Prep time: 10 minutes
Total time: 40 minutes


  • 1 1/2 cups steel-cut oats
  • 3/4 cup white wine
  • 900-mL carton beef broth
  • 1 cup water
  • 2 tbsp butter


Heat a medium saucepan over medium. Add oats and cook, stirring often, until lightly toasted for 2 minutes. Add wine and stir until liquid is gone, this will take 2 minutes.

Add broth and water. Boil, then reduce heat to medium-low. For 20 minutes, simmer, partially covered, until most of the liquid has been absorbed.

Remove lid and continue cooking, stirring constantly, until liquid is completely absorbed and oats are tender, 5 to 7 minutes. Stir in butter. Serve immediately.

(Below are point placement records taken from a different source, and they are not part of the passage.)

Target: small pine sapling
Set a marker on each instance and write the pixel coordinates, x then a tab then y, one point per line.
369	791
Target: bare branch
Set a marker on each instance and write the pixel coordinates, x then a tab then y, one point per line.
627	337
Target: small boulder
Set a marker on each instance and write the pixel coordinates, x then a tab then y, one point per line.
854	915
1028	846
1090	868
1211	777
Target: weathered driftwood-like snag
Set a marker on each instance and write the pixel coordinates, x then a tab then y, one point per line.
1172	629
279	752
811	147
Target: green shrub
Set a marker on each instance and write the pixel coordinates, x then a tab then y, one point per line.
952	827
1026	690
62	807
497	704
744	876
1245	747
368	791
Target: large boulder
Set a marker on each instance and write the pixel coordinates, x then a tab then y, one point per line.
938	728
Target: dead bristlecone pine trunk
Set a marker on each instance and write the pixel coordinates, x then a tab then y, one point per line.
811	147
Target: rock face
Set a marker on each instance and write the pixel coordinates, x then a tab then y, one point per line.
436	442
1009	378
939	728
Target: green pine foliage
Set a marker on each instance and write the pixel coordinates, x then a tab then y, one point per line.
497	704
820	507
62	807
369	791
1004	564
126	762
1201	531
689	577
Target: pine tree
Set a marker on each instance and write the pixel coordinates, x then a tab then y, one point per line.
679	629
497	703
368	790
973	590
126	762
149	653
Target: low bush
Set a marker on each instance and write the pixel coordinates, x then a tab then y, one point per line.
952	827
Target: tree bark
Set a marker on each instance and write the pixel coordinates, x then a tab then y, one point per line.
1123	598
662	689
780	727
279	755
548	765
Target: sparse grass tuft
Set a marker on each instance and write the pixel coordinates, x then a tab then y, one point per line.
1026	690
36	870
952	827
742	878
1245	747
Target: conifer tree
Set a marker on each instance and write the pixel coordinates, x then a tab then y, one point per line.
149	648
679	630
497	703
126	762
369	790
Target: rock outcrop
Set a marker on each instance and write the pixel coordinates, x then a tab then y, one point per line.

Serves 4 | Per serving 217 calories, 7 g protein, 27 g carbs, 8 g fat, 3 g fibre, 827 mg sodium.


Emerald Island greens

Lacinato kale is also called black, dino or Tuscan kale. Its leaves are smaller and more delicate than regular curly kale’s. Either type works for this recipe.

Prep time: 10 minutes
Total time: 20 minutes


  • 2 bunches lacinato kale (about 700 g)
  • 1/3 cup butter
  • 1 garlic clove, thinly sliced
  • 1/4 tsp salt


Boil a large pot of water. Cut tough stems away from kale leaves with a paring knife and discard. Add kale to boiling water. Boil until kale is tender, 3 to 5 minutes. Drain, then rinse well with cold running water. Pat dry.

Melt butter in an extra-large frying pan over medium. Add garlic and cook for 3 minutes. Add reserved kale. Cook until warmed through, 1 to 2 minutes.

Serves 4 | Per serving 196 calories, 3 g protein, 9 g carbs, 18 g fat, 2 g fibre, 302 mg sodium.